Are you running nVIDIA firewall? You should probably disable them if you are -- these have been problematic. Are you running the latest NF3 chipset drivers? Current MB BIOS? If not, you should try updating them. Are you doing any overclocking? If so, you should try disabling it for the duration of the testing / problem resolution.

I haven't tried a 754 NF3, but for my 939 NF3, the NIC Advanced setting "Optimize For" setting generally works better with "Throughput" than with "CPU" (however, this makes a relatively small difference; nothing like what you need). I've also seen some problems with checksum offloading on NF3 (though not correlated with performance) -- so I'd suggest disabling it on this board. These recommendations don't necessarily apply to the NF4 NIC.

Yes, 18 MB/s write speed is slow -- look into turning on write caching and checking low-level drive parameters. See what HD Tune reports.
 

chipfoxx

Junior Member
Aug 15, 2006
5
0
0
All thats on the NF3 is Windows, iperf, and the drivers. Windows firewall is disabled and I didn't install any of the extra NVIDIA utilities. I check for the newest NVIDIA chipset drivers everyday. I have reinstalled and uninstalled them over and over again to try to fix this. I have the latest bios but they havn't created an update in months.
Yeah obviously with the results from iperf there is something wrong with the NF3. There aren't any Advanced NIC type settings in my bios, just enable and disable NIC.

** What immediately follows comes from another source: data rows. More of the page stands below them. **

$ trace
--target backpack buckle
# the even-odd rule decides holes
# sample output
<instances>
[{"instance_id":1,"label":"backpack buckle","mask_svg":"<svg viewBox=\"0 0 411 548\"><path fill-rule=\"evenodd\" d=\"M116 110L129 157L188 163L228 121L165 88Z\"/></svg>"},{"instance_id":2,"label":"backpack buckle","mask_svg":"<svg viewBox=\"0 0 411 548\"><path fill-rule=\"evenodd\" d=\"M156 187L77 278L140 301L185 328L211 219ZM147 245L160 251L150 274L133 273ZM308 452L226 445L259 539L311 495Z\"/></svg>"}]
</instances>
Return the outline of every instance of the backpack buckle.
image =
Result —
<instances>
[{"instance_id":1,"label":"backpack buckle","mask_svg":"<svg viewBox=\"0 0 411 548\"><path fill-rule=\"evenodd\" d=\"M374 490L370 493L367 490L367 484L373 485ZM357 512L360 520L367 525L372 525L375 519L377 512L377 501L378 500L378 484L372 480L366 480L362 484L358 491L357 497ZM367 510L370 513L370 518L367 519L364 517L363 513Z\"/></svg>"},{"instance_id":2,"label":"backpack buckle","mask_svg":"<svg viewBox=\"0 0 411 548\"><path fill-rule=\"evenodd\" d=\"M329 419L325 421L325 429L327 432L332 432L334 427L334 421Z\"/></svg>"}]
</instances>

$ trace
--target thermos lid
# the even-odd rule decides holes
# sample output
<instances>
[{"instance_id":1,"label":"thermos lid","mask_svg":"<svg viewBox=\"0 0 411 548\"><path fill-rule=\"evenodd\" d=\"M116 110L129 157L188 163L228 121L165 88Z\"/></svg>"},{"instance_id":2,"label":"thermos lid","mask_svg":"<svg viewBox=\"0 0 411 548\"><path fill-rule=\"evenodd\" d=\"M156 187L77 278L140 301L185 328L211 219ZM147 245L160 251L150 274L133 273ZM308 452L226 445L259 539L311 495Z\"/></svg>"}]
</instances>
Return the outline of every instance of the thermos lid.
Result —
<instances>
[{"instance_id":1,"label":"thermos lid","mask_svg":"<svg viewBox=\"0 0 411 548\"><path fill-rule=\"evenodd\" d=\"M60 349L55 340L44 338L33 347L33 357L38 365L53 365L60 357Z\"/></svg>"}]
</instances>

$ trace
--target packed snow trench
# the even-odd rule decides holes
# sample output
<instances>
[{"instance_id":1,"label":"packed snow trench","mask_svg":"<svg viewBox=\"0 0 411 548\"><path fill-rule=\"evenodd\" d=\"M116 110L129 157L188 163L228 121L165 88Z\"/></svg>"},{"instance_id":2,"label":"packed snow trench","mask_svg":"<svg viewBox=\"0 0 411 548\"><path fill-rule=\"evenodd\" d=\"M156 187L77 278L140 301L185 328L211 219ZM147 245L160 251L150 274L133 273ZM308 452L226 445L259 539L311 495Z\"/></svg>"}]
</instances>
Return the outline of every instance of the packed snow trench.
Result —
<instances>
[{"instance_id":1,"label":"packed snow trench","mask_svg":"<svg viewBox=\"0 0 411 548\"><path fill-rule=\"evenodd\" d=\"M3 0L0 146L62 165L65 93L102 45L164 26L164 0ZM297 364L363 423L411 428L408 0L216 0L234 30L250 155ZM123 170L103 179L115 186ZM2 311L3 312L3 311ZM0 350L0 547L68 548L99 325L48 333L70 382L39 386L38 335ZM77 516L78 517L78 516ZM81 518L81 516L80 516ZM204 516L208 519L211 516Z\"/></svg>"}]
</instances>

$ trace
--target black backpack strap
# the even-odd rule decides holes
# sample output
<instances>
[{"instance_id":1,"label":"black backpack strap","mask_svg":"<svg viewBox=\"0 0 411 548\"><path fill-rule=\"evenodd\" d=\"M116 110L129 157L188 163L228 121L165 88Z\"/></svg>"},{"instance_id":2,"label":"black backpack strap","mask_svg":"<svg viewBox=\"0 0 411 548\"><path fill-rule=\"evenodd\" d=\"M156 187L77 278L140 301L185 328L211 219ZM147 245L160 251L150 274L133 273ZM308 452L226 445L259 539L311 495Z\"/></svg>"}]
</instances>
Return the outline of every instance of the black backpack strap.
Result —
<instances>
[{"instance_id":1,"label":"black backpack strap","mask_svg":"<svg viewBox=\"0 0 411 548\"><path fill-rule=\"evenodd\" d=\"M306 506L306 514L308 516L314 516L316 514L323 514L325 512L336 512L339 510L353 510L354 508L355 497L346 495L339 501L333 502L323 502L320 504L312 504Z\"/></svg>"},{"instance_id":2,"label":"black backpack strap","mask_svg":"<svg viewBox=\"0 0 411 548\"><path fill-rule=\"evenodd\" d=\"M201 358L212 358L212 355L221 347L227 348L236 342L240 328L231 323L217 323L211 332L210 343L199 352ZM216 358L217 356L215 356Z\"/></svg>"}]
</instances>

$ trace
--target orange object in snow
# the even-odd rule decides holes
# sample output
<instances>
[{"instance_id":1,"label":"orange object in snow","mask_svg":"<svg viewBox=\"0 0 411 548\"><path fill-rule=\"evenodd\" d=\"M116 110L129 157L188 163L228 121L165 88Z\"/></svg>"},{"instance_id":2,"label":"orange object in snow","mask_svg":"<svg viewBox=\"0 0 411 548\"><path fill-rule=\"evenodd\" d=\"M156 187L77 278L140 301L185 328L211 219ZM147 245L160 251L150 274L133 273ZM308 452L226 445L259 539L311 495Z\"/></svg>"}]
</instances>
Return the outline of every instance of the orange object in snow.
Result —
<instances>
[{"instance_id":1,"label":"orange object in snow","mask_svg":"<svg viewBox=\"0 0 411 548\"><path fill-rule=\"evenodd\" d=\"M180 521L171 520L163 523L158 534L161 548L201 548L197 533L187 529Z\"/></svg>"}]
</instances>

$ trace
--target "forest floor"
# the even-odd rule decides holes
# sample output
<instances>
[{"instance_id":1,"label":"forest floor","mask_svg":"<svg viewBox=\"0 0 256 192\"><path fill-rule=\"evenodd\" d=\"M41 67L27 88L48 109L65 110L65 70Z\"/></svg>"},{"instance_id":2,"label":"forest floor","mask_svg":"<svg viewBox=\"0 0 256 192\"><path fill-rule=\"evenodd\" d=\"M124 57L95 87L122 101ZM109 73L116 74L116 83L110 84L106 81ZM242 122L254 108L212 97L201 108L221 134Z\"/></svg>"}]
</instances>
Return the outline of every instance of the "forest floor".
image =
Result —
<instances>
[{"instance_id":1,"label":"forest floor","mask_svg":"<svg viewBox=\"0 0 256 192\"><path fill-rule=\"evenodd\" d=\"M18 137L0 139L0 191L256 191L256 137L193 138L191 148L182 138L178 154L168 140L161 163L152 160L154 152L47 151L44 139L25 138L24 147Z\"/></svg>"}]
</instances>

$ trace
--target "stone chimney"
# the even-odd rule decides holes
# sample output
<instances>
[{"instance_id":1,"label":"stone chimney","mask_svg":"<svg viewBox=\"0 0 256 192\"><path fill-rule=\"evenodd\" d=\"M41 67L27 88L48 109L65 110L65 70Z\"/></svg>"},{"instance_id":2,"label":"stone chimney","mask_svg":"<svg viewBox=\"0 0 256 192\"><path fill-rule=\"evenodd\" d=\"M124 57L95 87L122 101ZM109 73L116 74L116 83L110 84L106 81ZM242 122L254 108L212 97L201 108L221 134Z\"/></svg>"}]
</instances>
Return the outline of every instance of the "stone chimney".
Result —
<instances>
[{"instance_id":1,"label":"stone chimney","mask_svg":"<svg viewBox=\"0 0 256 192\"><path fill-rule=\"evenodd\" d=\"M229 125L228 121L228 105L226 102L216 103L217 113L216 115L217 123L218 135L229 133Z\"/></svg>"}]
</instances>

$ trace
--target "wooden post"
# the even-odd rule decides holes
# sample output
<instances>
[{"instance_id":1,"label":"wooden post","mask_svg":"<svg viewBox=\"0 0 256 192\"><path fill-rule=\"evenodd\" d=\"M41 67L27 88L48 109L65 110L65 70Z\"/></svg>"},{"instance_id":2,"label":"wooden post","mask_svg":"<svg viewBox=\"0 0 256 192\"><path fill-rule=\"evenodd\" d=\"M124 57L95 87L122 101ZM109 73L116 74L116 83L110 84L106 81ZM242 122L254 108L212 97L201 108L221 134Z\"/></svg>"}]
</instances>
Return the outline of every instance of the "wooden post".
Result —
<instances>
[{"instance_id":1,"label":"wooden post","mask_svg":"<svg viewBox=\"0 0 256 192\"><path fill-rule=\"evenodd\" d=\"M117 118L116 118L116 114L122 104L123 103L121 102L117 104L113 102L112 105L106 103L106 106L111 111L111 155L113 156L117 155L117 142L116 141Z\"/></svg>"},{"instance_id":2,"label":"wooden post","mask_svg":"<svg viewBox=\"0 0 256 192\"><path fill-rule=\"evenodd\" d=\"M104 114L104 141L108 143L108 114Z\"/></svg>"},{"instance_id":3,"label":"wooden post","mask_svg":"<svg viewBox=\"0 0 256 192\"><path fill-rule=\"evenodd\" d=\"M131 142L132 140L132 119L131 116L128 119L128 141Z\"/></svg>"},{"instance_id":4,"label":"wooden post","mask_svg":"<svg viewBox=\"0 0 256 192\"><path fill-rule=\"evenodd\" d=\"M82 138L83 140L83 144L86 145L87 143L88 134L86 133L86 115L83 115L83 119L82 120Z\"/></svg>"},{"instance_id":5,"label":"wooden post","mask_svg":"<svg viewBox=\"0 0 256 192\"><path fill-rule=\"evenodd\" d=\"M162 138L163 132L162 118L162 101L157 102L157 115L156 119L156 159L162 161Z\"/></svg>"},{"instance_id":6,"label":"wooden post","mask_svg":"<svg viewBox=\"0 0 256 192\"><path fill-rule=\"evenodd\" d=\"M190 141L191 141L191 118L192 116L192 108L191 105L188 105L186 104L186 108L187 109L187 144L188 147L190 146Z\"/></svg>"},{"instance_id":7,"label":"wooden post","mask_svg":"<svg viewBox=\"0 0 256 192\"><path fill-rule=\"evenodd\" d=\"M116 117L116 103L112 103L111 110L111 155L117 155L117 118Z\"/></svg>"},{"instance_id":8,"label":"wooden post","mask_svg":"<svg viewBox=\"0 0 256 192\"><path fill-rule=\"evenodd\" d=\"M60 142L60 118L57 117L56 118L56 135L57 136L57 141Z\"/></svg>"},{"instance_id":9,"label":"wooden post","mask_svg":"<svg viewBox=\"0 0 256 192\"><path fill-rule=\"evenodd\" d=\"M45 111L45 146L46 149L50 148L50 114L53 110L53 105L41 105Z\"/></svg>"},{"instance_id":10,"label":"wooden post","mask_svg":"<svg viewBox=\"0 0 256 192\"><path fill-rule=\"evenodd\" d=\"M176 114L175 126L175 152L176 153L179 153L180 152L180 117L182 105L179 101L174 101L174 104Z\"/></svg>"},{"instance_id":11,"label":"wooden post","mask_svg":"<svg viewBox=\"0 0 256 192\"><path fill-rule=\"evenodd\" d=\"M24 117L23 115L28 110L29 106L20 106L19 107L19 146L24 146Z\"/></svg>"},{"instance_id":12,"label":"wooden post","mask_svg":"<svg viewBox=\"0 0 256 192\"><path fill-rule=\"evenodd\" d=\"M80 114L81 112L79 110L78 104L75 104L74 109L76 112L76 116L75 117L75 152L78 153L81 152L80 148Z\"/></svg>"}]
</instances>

Thanks for suggesting these tools Madwand1.
 

Madwand1

Diamond Member
Jan 23, 2006
3,309
0
76
The Advanced settings are in the network adapter properties -- Properties / Configure / Advanced. But if you just left them at default, they should work.. maybe not the fastest, but nowhere as slow as you report. You could still try disabling Checksum Offload.

As another option, you could give up on the NF3 onboard and add a cheap PCI NIC. An Intel Pro 1000 MT can be found for $21 in US. There are even cheaper NICs, but you might give up something in performance or CPU load.
 

chipfoxx

Junior Member
Aug 15, 2006
5
0
0
Ah ok. I thought you meant the Advanced NIC settings were in the bios. I don't see checksum offload in the bios or the driver... I guess its just defective hardware. I'll try a different power supply. A bad power supply might mess up an onboard NIC and still make things look ok.

I've sent this board back twice already... I'll think about getting a card unless I can find anything else that might fix this.